Stepan ParunashviliTwitter

Macros by Example

I was in a conversation recently about the power of macros, and the use of syntactic abstraction in building simpler systems.

We quickly realized though: it’s tough to convey in a conversation what’s so special about macros. What can you do with macros that you couldn’t do with functions?

In this essay, we’ll use 2 examples, alongside some imaginary javascript syntax and lisp [1] to explore that question!

Note: This tutorial assumes you have a light understanding of lisp syntax. Go through this tutorial to brush up if you haven’t gotten to explore lisp yet.
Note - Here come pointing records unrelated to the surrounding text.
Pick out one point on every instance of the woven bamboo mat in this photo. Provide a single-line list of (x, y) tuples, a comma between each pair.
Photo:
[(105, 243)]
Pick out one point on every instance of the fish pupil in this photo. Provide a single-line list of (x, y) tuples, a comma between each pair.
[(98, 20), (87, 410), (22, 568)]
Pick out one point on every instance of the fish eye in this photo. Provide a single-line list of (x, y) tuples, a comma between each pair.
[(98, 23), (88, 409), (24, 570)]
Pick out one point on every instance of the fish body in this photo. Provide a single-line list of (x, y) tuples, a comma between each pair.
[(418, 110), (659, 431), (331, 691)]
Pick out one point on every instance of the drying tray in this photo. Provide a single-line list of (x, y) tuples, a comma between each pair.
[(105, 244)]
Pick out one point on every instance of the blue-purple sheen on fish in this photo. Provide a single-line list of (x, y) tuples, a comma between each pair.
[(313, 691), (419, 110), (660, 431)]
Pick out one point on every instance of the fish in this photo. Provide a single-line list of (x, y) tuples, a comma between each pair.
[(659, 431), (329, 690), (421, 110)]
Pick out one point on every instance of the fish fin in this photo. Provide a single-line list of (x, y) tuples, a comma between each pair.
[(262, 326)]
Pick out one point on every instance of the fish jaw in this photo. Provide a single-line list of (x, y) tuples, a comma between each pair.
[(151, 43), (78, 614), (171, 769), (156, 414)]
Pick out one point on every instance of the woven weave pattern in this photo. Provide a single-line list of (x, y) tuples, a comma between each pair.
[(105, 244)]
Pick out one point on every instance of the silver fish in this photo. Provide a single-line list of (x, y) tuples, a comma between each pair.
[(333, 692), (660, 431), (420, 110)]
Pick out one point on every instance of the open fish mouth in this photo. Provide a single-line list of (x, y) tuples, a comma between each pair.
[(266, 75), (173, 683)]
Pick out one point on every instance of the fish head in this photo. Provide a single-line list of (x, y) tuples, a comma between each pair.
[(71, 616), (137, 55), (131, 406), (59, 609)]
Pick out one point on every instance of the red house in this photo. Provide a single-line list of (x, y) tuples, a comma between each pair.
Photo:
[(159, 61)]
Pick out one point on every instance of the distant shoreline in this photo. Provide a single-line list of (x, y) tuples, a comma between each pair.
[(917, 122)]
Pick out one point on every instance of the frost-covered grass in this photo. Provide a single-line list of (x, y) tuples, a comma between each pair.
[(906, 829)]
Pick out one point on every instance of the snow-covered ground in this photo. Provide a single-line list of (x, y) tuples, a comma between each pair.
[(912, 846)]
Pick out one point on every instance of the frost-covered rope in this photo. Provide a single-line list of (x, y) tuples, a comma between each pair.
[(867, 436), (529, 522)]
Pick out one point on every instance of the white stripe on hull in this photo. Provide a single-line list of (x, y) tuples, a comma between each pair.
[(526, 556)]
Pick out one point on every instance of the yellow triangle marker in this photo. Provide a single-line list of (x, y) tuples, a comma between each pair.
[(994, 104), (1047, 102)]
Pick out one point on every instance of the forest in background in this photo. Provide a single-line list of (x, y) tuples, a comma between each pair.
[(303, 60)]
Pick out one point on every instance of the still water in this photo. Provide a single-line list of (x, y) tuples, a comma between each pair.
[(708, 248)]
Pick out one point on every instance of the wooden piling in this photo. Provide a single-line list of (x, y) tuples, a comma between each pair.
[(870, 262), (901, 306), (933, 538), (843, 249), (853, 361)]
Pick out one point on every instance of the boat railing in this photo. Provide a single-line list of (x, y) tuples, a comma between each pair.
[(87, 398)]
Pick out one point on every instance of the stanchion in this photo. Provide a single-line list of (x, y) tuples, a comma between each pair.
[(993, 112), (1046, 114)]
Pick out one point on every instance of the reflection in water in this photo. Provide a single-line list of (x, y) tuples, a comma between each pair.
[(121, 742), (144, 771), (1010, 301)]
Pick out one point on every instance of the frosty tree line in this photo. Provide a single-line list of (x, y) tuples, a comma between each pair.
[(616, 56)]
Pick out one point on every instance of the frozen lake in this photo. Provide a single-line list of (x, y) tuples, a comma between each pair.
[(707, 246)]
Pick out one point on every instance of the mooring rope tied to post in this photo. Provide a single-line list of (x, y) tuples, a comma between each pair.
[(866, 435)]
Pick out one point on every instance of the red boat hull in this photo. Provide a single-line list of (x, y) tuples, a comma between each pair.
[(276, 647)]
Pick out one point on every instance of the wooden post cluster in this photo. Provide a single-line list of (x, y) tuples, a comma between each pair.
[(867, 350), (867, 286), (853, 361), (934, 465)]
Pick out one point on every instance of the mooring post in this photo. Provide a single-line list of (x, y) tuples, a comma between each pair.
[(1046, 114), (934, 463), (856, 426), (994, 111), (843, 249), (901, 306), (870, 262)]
Note: I’ve been meaning to write this for weeks, but was worried that it would be confusing. I am going to apologize now if that’s how you end up feeling when you read this. There may be a better way to explain it, but I needed to get this out of the head. If you have any feedback on how I could make this simpler, please let me know 🙂

[1] The specific language is Clojure, but anything done here can be done with any lisp

Example 1: nullthrows

With this example, let’s gain an intuition for when macros run and why that can be powerful.

Context

In any language with nulls, there’s a nullthrows abstraction: If some value evaluates to null, throw it.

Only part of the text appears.